Caixa Econômica

  • 21/02/2018

    Em 2017, Caixa desligou 279 bancários em Curitiba e região

    Contratação de mais empregados é essencial para dar condições aos trabalhadores do banco.

    Segundo levantamento da Secretaria de Assuntos Jurídicos do Sindicato dos Bancários e Financiários de Curitiba e região, a Caixa Econômica Federal desligou 279 empregados no ano de 2017 na base da entidade. Um aumento de mais de 150% em relação aos números de 2016, quando foram desligados 107 trabalhadores em Curitiba e região. “O principal agravante, contudo, é que nenhuma destas vagas foi reposta. Ou seja, a Caixa incentivou a saída de muitos bancários com os PDVs e não contratou absolutamente ninguém”, destaca Genesio Cardoso, dirigente sindical.

    Vale acrescentar que, nos últimos três anos, a Caixa realizou vários Planos de Demissão Voluntária (PDV), reduzindo seu quadro em quase 15 mil funcionários no Brasil.
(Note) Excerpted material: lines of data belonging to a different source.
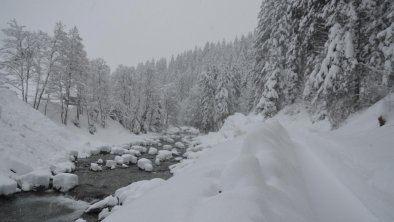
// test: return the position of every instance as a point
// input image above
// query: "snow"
(117, 150)
(135, 190)
(65, 181)
(164, 155)
(128, 158)
(110, 164)
(109, 201)
(95, 167)
(175, 152)
(140, 149)
(145, 164)
(152, 151)
(29, 141)
(7, 186)
(35, 179)
(179, 145)
(103, 214)
(283, 169)
(167, 147)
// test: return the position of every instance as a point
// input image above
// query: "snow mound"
(95, 167)
(65, 181)
(164, 155)
(35, 179)
(7, 186)
(29, 141)
(152, 151)
(145, 164)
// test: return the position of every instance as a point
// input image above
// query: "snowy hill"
(29, 140)
(283, 169)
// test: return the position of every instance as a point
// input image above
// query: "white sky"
(131, 31)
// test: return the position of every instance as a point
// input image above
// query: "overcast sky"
(131, 31)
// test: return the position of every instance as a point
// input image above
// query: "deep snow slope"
(283, 169)
(28, 140)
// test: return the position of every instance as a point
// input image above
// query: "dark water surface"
(53, 206)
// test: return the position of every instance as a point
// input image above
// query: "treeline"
(335, 55)
(147, 97)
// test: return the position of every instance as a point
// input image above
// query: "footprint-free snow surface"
(283, 169)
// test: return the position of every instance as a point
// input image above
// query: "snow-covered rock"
(134, 153)
(175, 152)
(110, 164)
(35, 179)
(145, 164)
(167, 147)
(109, 201)
(116, 150)
(103, 214)
(128, 158)
(65, 181)
(95, 167)
(164, 155)
(104, 149)
(179, 145)
(7, 186)
(64, 167)
(140, 149)
(168, 139)
(152, 151)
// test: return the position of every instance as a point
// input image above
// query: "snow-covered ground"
(32, 147)
(283, 169)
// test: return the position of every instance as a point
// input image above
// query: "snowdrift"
(31, 144)
(284, 169)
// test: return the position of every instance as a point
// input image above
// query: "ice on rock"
(74, 153)
(152, 151)
(34, 179)
(145, 164)
(128, 158)
(119, 160)
(175, 152)
(64, 167)
(135, 153)
(19, 167)
(180, 145)
(167, 147)
(105, 149)
(103, 214)
(109, 201)
(164, 155)
(7, 185)
(116, 150)
(110, 164)
(140, 149)
(65, 181)
(168, 139)
(95, 167)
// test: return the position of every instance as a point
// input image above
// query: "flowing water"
(53, 206)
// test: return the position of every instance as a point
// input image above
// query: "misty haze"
(198, 110)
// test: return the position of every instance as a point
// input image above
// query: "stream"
(53, 206)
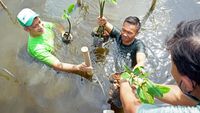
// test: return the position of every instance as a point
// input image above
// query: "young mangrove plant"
(66, 15)
(146, 90)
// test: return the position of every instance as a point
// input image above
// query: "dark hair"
(134, 21)
(184, 47)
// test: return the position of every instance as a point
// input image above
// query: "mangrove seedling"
(146, 90)
(67, 37)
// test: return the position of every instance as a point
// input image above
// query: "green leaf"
(162, 89)
(152, 89)
(113, 1)
(127, 69)
(70, 9)
(65, 16)
(125, 75)
(137, 71)
(144, 96)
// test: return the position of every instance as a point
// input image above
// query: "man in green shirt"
(184, 47)
(41, 41)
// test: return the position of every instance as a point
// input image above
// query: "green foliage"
(146, 90)
(70, 9)
(102, 4)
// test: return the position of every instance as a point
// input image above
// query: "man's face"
(128, 33)
(37, 28)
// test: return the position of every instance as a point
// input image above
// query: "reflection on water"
(40, 89)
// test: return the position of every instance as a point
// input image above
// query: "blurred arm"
(176, 97)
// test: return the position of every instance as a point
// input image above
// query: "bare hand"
(101, 21)
(83, 67)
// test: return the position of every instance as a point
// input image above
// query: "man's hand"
(83, 67)
(66, 37)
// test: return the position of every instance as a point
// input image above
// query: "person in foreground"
(184, 97)
(126, 38)
(41, 41)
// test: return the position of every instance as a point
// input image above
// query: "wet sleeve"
(147, 108)
(44, 56)
(115, 33)
(49, 25)
(141, 47)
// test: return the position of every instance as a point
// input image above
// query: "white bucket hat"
(26, 17)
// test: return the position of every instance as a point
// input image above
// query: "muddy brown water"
(39, 89)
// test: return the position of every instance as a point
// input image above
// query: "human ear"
(187, 83)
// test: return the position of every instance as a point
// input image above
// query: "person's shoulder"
(48, 24)
(165, 108)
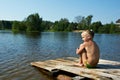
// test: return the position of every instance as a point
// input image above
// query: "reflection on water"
(17, 51)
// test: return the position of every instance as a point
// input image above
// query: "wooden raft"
(106, 70)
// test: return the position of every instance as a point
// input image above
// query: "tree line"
(34, 23)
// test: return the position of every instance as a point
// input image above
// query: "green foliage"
(33, 23)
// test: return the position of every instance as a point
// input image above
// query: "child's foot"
(79, 64)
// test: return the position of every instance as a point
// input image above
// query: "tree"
(33, 23)
(95, 26)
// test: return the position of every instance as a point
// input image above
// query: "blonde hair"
(89, 32)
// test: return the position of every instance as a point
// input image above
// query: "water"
(17, 51)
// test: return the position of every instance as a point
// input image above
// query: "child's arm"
(80, 49)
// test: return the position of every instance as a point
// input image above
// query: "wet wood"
(106, 70)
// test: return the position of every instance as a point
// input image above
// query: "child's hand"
(77, 51)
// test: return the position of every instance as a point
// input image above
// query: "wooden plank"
(106, 70)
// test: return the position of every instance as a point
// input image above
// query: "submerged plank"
(106, 70)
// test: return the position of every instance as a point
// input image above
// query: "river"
(17, 51)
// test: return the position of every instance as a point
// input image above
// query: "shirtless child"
(88, 50)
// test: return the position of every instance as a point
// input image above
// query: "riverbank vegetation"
(34, 23)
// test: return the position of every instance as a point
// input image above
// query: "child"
(88, 50)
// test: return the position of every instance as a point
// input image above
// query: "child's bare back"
(88, 50)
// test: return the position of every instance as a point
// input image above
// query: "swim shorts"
(88, 65)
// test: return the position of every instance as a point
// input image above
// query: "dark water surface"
(17, 51)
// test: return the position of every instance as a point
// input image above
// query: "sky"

Por outro lado, o número de operações realizadas aumentou consideravelmente, por conta de ações do Governo, como o pagamento do FGTS inativo e, no caso de Curitiba, a aquisição da folha de pessoal da Prefeitura, com aproximadamente 50 mil contas. “Os resultados dessa combinação nefasta são a população sem o atendimento necessário e os empregados que continuam no banco sem condições adequadas, adoecendo em virtude da sobrecarga de trabalho”, afirma o dirigente.

    Gestão que adoece e mata
    Há bastante tempo, o Sindicato vem denunciando que a precarização das condições de trabalho na Caixa – devido à falta de empregados, cobrança de metas abusivas e jornada extenuante, além das ameaças de retirada de função e transferências compulsórias – tem causado adoecimento de todo o quadro. Em visitas realizadas às unidades, os dirigentes sindicais têm constatado que o número de bancários afastados por adoecimento é assustador, bem como a quantidade de empregados trabalhando sob efeito de medicação controlada.
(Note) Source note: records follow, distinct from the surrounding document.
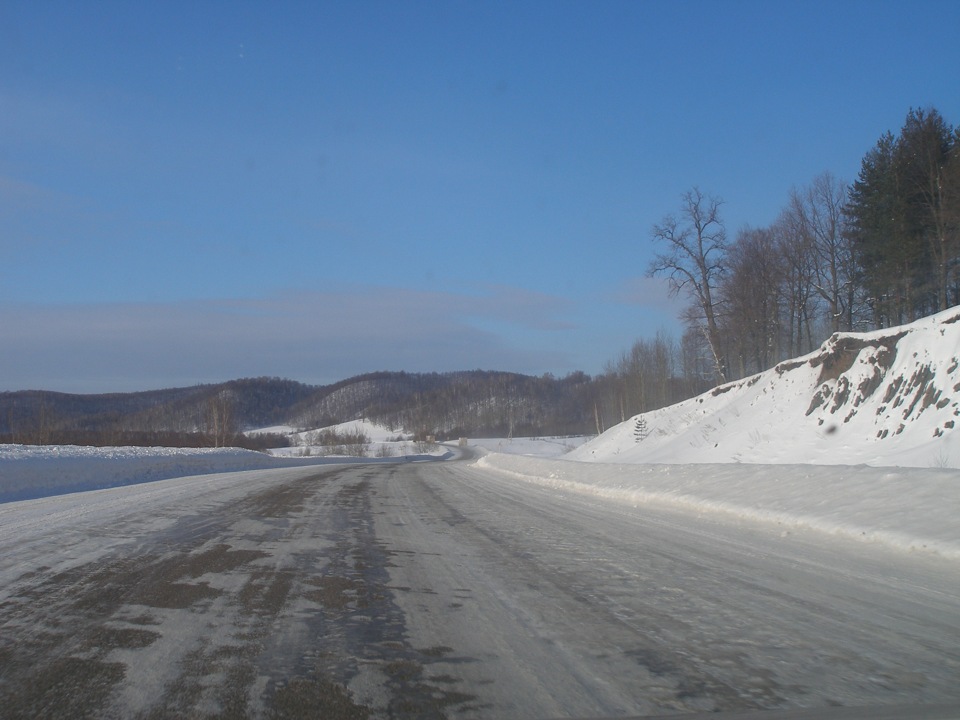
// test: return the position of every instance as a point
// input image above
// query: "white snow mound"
(884, 398)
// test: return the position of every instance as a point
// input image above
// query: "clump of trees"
(882, 251)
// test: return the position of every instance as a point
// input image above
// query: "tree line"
(881, 251)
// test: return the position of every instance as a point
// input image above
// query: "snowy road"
(442, 590)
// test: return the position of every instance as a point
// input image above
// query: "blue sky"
(193, 192)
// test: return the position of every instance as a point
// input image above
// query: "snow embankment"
(910, 509)
(888, 397)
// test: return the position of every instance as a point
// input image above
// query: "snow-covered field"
(856, 439)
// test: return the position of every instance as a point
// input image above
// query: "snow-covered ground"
(856, 439)
(537, 447)
(909, 509)
(31, 471)
(884, 398)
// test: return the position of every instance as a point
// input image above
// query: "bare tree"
(816, 215)
(694, 261)
(752, 293)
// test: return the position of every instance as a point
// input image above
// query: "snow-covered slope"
(885, 398)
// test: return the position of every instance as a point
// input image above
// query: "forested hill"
(443, 404)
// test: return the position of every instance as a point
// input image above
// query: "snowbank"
(909, 509)
(885, 398)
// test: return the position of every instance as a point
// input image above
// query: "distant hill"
(442, 404)
(888, 397)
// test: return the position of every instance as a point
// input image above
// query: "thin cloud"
(313, 337)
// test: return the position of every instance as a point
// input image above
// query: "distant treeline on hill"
(160, 438)
(444, 405)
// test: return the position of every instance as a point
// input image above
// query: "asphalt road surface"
(432, 590)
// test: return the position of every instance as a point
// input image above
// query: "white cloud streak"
(315, 337)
    Em consulta realizada em 2017 pela entidade, os bancários da Caixa apontaram a saúde e o fim do assédio moral como as prioridades da categoria. 21% dos que responderam o questionário declararam já terem sido vítimas de assédio moral no banco e mais de 20,7% confirmaram estar fazendo uso de medicação controlada. “Mas as denúncias realizadas pelo Sindicato não sensibilizaram a direção do banco, que continua precarizando as condições de trabalho. Tal situação tem levado os empregados da Caixa ao desespero”, destaca Genesio Cardoso. Em Curitiba e região, somente nos últimos três anos, cinco empregados do banco cometeram suicídio.

    Desmonte
    A Caixa, que já chegou a ter 101 mil empregados em 2014, atualmente, conta com apenas 87 mil trabalhadores em todo o País. Mesmo sendo um banco essencial para o desenvolvimento do Brasil, o Governo Temer, desde que assumiu, vem promovendo um verdadeiro desmonte da instituição financeira. As medidas incluem fechamento de agências, redução de funcionários por meio de programas de incentivo à aposentadoria e não contratação de novos empregados.

    “É urgente que o governo estanque o processo de desmonte da Caixa e contrate mais funcionários para restabelecer o atendimento digno que a população brasileira merece e dar condições para os empregados que continuam trabalhando no banco”, finaliza Genesio Cardoso.